Resolvi falar sobre isso porque poucas pessoas conhecem essa doença e ter um diagnóstico no tempo certo é muito importante. Demorei um ano para me recuperar por completo. Naquela época, o meu sobrinho, que é radialista, sabia de um caso em um município próximo, em que a mulher já estava há um mês com sintomas muito parecidos dos meus e ninguém identificava a doença. O estado dela já era mais crítico e ela acabou morrendo. Queríamos expor essa situação para as pessoas investigar mais quando acontecer algo assim ao invés de já ir tratando como alergia."
Síndrome de Stevens-Johnson
A síndrome de Stevens-Johnson é considerada uma reação grave e rara, predominantemente desencadeada por medicamentos, que se caracteriza por uma descamação da pele. Essa condição pode comprometer até 10% da superfície do corpo. Quando esse valor ultrapassa os 30%, a doença é chamada de necrólise epidérmica tóxica.
Segundo a dermatologista Paula Figueiredo de Marsillac, membro titular da Sociedade Brasileira de Dermatologia, dados brasileiros em relação à doença são escassos, mas estima-se que ela ocorra de 1 a 6 em cada um milhão de pessoas durante o ano.
Os medicamentos são os principais desencadeadores da síndrome tanto em adultos quanto em crianças. Os mais envolvidos são os anti-inflamatórios não esteroidais, antibióticos e anticonvulsivantes, no entanto, em 1/3 dos casos o agente causador pode não ser identificado. Dermatologista Paula Figueiredo de Marsillac.

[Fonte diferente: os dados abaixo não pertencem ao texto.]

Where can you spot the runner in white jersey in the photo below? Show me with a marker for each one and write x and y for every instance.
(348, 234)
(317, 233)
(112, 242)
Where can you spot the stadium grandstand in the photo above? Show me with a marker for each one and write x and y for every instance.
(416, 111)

Após o primeiro uso da medicação, o surgimento das lesões podem ocorrer em uma média de quatro dias a quatro semanas. O que dificulta muitos casos é a identificação e a suspensão do medicamento. O diagnóstico é clínico, baseado nas manifestações no corpo e no histórico do paciente. A recuperação pode demorar vários dias e até 30% dos casos são fatais.

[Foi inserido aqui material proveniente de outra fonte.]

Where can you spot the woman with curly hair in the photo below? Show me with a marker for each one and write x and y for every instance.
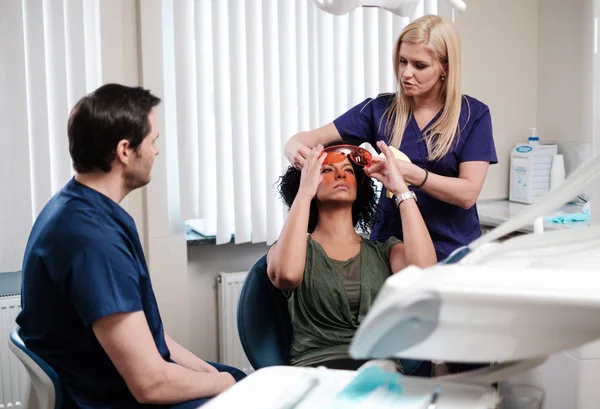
(331, 277)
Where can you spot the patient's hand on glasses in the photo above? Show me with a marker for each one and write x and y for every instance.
(311, 175)
(388, 172)
(297, 153)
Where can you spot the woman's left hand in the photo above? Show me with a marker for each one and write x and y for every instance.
(388, 172)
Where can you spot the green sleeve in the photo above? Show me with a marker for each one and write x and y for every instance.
(386, 247)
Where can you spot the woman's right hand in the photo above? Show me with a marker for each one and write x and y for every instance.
(311, 175)
(297, 153)
(388, 172)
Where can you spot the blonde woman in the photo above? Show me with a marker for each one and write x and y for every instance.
(446, 135)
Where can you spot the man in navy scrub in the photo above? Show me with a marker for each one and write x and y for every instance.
(88, 308)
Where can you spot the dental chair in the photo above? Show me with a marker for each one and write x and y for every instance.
(263, 321)
(264, 325)
(45, 391)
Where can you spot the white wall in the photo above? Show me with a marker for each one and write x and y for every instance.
(500, 68)
(204, 265)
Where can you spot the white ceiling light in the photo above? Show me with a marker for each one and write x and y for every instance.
(405, 8)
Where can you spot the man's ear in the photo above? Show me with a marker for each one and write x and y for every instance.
(123, 152)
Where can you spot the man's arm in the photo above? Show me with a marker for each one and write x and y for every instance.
(187, 359)
(127, 340)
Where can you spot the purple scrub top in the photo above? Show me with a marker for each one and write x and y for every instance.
(450, 226)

A identificação do medicamento causador é essencial já que a retirada precoce do agente agressor pode melhorar o prognóstico. O tratamento é de suporte com equipe multidisciplinar, necessitando muitas vezes da transferência do paciente para uma unidade de terapia intensiva. Dermatologista Paula Figueiredo de Marsillac.